“Karen loves the Powel House,” said Ms. Schaffner, a close friend of Ms. Kilimnik (although, like other curators, she has never visited the home where she lives alone and works). Ms. Schaffner had been actively looking for a historic space in Philadelphia for one of Ms. Kilimnik’s site-specific transformations, to coincide with her Institute of Contemporary Art show. Given the post-modern architecture of the museum, Ms. Schaffner said, “I felt we weren’t giving Karen a space she could thrive in.”... NYT
By the early 20th century the Powel House had been reduced to a mere shell, serving as a mattress factory and an office for importing Siberian horsehair and bristles. Scheduled for demolition in 1931, the site was rescued at the 11th hour by the newly formed Philadelphia Society for the Preservation of Landmarks. It raised sufficient funds to buy the property and, eventually, to restore the mansion to its former splendor.

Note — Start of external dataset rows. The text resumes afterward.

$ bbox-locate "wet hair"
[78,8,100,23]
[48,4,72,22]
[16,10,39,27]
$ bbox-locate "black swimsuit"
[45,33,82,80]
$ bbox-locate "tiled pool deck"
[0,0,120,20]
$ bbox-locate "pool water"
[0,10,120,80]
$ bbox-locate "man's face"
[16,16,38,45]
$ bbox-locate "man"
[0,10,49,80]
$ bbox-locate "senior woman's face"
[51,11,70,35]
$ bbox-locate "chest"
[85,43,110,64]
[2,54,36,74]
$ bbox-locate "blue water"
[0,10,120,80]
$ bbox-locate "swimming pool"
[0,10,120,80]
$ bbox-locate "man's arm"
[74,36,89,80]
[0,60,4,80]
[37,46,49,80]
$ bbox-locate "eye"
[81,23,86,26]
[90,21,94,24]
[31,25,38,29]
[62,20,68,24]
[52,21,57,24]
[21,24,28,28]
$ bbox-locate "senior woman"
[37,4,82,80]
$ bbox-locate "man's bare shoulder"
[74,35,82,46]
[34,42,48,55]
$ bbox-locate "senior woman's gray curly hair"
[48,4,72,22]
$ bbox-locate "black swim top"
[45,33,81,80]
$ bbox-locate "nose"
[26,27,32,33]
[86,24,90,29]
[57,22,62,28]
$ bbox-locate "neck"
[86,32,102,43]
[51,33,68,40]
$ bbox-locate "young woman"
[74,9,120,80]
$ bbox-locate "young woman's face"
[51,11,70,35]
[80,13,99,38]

“So much of the story of Philadelphia — the whole Old City — is about reproduction,” Ms. Schaffner said, conceding that much of what visitors now see inside the house is not original.
Having visited the Powel House since childhood, Ms. Kilimnik admitted that the artificiality of the reconstructed space appealed to her. Last winter, in the ballroom, she was struck by a Gilbert Stuart portrait of a girl, whose flushed red cheeks — so the story goes — revealed the consumption that killed her a year later.